It was my impression that falloc/full preallocation would create normal
data clusters, not zero clusters, so no COW was necessary when writing
to them.

>> Now, with backing files, it’s entirely correct.  You need a COW
>> operation, because that’s the point of having a backing file.
>>
>> But without a backing file I wonder if it wouldn’t be better to set
>> .prealloc = false to avoid that COW.
> 
> Without a backing file, there is no read required - writing to an
> unallocated subcluster within a preallocated cluster merely has to
> provide zeros to the rest of the write.  And depending on whether we can
> intelligently guarantee that the underlying protocol already reads as
> zeroes when preallocated, we even have an optimization where even that
> is not necessary.  We can still lump it in the "COW" terminology, in
> that our write is more complex than merely writing in place, but it
> isn't a true copy-on-write operation as there is nothing to be copied.

The term “COW” specifically in the qcow2 driver also refers to having to
write zeroes to an area that isn’t written to by the guest as part of
the process of having to allocate a (sub)cluster.
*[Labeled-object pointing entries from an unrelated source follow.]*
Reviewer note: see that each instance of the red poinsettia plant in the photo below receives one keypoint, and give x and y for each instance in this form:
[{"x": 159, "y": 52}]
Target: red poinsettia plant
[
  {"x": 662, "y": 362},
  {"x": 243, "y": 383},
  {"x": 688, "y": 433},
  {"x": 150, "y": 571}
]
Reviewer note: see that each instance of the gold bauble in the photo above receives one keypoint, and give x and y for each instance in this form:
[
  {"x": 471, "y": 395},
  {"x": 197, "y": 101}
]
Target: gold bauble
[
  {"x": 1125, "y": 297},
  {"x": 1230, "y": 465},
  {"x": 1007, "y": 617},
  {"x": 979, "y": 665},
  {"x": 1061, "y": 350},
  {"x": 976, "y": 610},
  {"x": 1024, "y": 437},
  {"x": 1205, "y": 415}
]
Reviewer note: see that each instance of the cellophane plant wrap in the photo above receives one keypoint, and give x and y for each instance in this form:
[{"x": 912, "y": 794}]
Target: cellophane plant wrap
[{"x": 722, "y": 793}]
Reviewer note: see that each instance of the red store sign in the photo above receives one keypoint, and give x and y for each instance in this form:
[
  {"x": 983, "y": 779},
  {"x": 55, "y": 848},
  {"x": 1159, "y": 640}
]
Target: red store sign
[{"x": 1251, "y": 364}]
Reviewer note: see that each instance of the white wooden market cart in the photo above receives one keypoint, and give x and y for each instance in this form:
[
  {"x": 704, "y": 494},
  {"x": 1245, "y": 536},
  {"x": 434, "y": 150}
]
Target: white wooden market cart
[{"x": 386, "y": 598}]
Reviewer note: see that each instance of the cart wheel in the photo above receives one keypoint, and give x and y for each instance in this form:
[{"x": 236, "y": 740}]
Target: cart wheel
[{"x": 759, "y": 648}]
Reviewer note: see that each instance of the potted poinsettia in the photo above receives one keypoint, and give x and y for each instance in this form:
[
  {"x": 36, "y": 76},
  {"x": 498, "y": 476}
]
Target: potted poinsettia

(Of course there is no COW from a backing file if there is no backing file.)

Max
Alberto Garcia July 2, 2020, 11:05 p.m. UTC | #4
On Thu 02 Jul 2020 05:09:47 PM CEST, Max Reitz wrote:
>> Without a backing file, there is no read required - writing to an
>> unallocated subcluster within a preallocated cluster merely has to
>> provide zeros to the rest of the write.  And depending on whether we
>> can intelligently guarantee that the underlying protocol already
>> reads as zeroes when preallocated, we even have an optimization where
>> even that is not necessary.  We can still lump it in the "COW"
>> terminology, in that our write is more complex than merely writing in
>> place, but it isn't a true copy-on-write operation as there is
>> nothing to be copied.
>
> The term “COW” specifically in the qcow2 driver also refers to having
> to write zeroes to an area that isn’t written to by the guest as part
> of the process of having to allocate a (sub)cluster.

The question is valid: if the space for the clusters is allocated but
the subclusters are not marked as such then any partial write request
will need to fill the rest with zeroes (in practice handle_alloc_space()
can do that efficiently but that's another question).

If there is a backing file then there's no other alternative because we
do need to copy the data from the backing file.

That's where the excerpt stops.